Loitz, Mann mit Schild, Titel
Wir für euch, ihr für uns – ein Aufruf

Unser Jahr in Loitz


19. Dezember 2020
Deutschland
Schreibe etwas

Dieses Jahr 2020 war merkwürdig. Wisst ihr noch, wie es begann, damals, vor unendlich langer Zeit im Januar. Wisst ihr noch, welche Pläne ihr hattet, was ihr erreichen wolltet, welche Sorgen und Freuden euch durch den Tag begleitet haben? Und dann war die Welt plötzlich anders. Nicht direkt schlecht, aber auf keinen Fall so, wie wir es uns vorgestellt hätten.

Reisen wurde für viele zur Einbahnstraße – zurück nach Hause. Da waren wir erst freiwillig, dann mit Verfügung. Und obwohl die Einschränkung der Reisemöglichkeit nun eines der geringsten Probleme ist, entwickelte sich daraus trotzdem keine vollständig angenehme Erzählung.

Nun ist 2020 in wenigen Tagen zu Ende. Nächstes Jahr wird besser, das ist schon beinahe ein Versprechen. Auch wir planen weiter, soweit es möglich ist. Unsere aktuelle Situation hilft allerdings nicht besonders. Rochssare sitzt in Indien, Morten an der Ostsee und gemeinsam wissen wir nicht, wie lange dieser Istzustand anhalten wird. Das ist auch so eine unvorhergesehene Folge der zurückliegenden Ereignisse.

Doch es gibt einen Silberschweif am Horizont. Seit ein paar Monaten ist ein Projekt präsent, dass sich „Dein Jahr in Loitz“ nennt und so ziemlich das Spannendste ist, was gerade passiert.

Aber der Reihe nach. Wo? Was? Wie?

Dein Jahr in Loitz, Blick aus dem Dachgeschoss
Loitz in Vorpommern

Loitz, eine Kleinstadt in Vorpommern, irgendwo im Dreieck Greifswald – Grimmen – Demmin steht vor Herausforderungen: Strukturwandel, demografischer Wandel, überhaupt Wandel. Alles ist anders, als es einmal war. In der Provinz ist das meist keine gute Entwicklung. Leerstand. Abwanderung.

Im Rahmen des Wettbewerbs „Zukunftsstadt“ erhebt sich Loitz (sprich Löötz) gegen das Schicksal mit einer Menge engagierter Menschen und inspirierender Ideen. Eine davon wird in einem leer stehenden Gebäude mitten in der Stadt umgesetzt. Dein Jahr in Loitz! Wohn- und Arbeitsraum auf Zeit.

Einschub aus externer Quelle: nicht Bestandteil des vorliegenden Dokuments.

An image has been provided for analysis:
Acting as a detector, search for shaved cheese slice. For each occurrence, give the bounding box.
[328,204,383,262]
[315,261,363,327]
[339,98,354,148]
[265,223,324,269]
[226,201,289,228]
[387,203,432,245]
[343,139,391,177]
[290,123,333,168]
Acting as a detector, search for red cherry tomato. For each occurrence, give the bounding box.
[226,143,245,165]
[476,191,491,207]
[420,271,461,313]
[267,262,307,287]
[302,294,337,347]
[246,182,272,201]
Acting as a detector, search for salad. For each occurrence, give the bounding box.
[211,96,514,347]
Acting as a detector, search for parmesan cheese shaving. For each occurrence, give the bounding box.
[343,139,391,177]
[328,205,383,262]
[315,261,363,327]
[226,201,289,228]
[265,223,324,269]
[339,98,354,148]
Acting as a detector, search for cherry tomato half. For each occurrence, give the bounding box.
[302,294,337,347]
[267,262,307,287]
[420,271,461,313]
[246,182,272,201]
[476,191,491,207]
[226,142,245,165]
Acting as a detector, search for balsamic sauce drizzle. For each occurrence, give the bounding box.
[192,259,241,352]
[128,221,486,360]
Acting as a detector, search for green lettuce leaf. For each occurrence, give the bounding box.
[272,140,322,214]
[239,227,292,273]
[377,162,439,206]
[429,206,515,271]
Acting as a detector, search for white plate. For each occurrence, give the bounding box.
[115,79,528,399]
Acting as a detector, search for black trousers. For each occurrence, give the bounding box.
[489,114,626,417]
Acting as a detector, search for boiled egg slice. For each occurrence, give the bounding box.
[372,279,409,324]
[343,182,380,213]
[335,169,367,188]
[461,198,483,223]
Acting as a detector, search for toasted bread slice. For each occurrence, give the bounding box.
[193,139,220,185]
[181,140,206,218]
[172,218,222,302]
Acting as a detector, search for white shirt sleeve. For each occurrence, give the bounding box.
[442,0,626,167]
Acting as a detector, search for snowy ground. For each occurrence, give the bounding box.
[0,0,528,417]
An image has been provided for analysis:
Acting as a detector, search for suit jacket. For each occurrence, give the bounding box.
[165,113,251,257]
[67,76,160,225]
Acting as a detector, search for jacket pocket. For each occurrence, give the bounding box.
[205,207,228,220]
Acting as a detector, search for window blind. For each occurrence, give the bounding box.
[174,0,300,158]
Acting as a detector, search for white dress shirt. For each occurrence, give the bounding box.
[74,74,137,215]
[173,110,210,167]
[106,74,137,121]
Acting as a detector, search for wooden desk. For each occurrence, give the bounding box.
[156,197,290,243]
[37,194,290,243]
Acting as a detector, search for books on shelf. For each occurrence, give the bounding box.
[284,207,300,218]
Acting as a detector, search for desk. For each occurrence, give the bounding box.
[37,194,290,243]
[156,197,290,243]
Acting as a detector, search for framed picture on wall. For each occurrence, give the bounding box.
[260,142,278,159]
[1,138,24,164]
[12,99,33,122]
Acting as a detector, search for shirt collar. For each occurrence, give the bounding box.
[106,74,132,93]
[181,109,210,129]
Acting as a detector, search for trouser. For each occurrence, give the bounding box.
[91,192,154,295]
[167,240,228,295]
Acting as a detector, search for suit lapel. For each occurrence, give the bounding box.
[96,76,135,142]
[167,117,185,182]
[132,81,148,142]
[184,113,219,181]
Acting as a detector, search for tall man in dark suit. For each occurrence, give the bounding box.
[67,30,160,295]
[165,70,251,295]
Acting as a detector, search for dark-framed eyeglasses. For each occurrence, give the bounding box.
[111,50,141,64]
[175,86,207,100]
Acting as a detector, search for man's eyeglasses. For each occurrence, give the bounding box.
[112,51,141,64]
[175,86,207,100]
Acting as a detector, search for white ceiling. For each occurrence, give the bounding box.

Kreativen, Handwerkern und Kulturschaffenden soll für ein Jahr Raum zur Verfügung gestellt werden, der für und mit den Menschen vor Ort gestaltet wird. Die Aufgabe: Leben in die Bude bringen. Das Ganze ist ein Experiment, frei von Vorgaben, allein bedingt durch die eigenen Ideen und Wünsche und das Zusammenspiel in der Gemeinde.

Zwei Personen, die sich als Tandem bewerben, erhalten im April 2021 die Chance, etwas Verrücktes in Loitz zu starten und Morten, der ja sowieso gerade in der Nähe am Wasser lebt, ist einer von ihnen. Er hat es bis in die letzte Runde geschafft und bewirbt sich nun mit Fabienne aus Berlin darum, in Loitz gestalten zu dürfen.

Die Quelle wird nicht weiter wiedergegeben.